Face à cette situation qui cause du tort à l'économie du pays, de même qu'à l'endroit des populations, les autorités ont lancé le Programme de relance du secteur énergétique du Ghana pour les résultats (PforR), d''une durée de quatre ans visant à moderniser les infrastructures, en vue de répondre à la demande sans cesse croissante en énergie.
Cette initiative a reçu l'appui de la Banque mondiale qui a approuvé un soutien financier important à hauteur de 260 millions de dollars, soit 159,2 milliards FCFA, comprenant dans le détail un crédit de 250 millions de dollars de l'IDA, Association internationale de développement (son fonds dédié au pays les plus pauvres), et une subvention supplémentaire de 10 millions de dollars, émanant de son programme d'assistance à la gestion du secteur énergétique.
‘'Ce soutien financier viendra compléter les réformes réglementaires et politiques dans le secteur énergétique du Ghana, telles qu'approuvées par la série de financements des politiques de développement de la Banque mondiale et le programme en cours de facilité de crédit élargie du FMI pour le Ghana'', souligne le communiqué publié ce 12 juin. Le programme va se concentrer sur ‘'l'amélioration des capacités institutionnelles et de la responsabilité'' en plus de fournir un financement direct aux services publics du secteur de l'énergie pour mettre en œuvre des programmes.
Voir aussi - Ghana : Un Délestage de 3 semaines prévu pour fourniture insuffisante de gaz depuis le Nigéria
Un autre aspect important du PforR est relatif à l'amélioration de l'accès au Gaz de pétrole liquéfié (GPL) pour un usage domestique et commercial. Il comprend des incitations directes pour subventionner le coût des cuisinières et des accessoires, améliorant ainsi la disponibilité de solutions de cuisson propres pour les ménages, et les entreprises du pays.
‘'Grâce à cet important financement basé sur les résultats, la Banque mondiale s'engage à soutenir la reprise du secteur énergétique du Ghana et sa viabilité financière. L'opération vise à renforcer la collecte des recettes et à améliorer la qualité de l'approvisionnement en énergie, grâce à des investissements dans les compteurs prépayés et dans les systèmes commerciaux et de gestion des compteurs des services publics de distribution'', a déclaré Robert Taliercio, directeur pays de la Banque mondiale pour le Ghana, le Libéria et la Sierra Leone.

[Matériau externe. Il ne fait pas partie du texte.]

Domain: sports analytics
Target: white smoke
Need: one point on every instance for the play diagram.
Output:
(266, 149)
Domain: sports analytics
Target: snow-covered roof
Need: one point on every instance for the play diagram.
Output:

Signalons que le Ghana est un producteur de gaz et de pétrole. Cependant, le pays est devenu ces dernières années, très dépendant du gaz comme principale source d'énergie pour la production d'électricité, ce qui a exacerbé les pénuries d'électricité. Il importe donc du gaz depuis le Nigéria, via le gazoduc ouest-africain (West African Gas Pipeline, WAGP) de 678 kilomètres qui relie les deux pays en passant par le Bénin et le Togo.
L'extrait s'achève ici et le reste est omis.